THE services sector increased 0.6pc in March from the previous month, with accommodation and food services gaining the most.

Official figures from the Central Statistics Office (CSO) show the sector jumped 0.7pc over the year.

The monthly services value index (MSI) monitors trends in output at current prices of enterprises in the non-financial traded services sector.

It is also the first step in the development of a services production index which will measure volume change in the sector.

Accommodation and food services had the fastest growth at 7.3pc, when compared with February, followed by administrative and support service activities at 4.9pc and information and communication at 2.7pc.

Sectors which suffered contraction included wholesale and retail trade, which fell 2.5pc, while professional and technical services remained largely flat, slipping just fractionally by 0.1pc.

On an annual basis, administrative and support services posted the strongest gain, followed by information and communication and accommodation and food services.
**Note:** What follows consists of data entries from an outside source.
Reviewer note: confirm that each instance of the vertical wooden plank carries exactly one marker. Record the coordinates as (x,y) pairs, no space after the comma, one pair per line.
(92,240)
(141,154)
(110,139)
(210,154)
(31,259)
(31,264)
Wholesale and retail trade and professional, scientific and technical activities posted declines.

Davy economist David McNamara said that as the services index doesn't give a measure of volume growth in the sector it isn't yet a reliable guide to actual output in the sector in the Quarterly National Accounts (GDP).

"We do know that retail sales volumes fell 3pc in Q1 following a 0.5pc rise in Q4, so this will detract from services output in the Q1 GDP figures," he said.

"The broad picture is that output in the services sector is being sustained by export-orientated companies in the IT sector, reflected in robust services exports figures throughout 2012."

The latest statistics come just days after NCB Stockbrokers reported Ireland's services sector had grown for the ninth consecutive month in April.

NCB economist Philip O'Sullivan said new export business recorded its 21st successive month of expansion during April, although the pace fell to an eight-month low.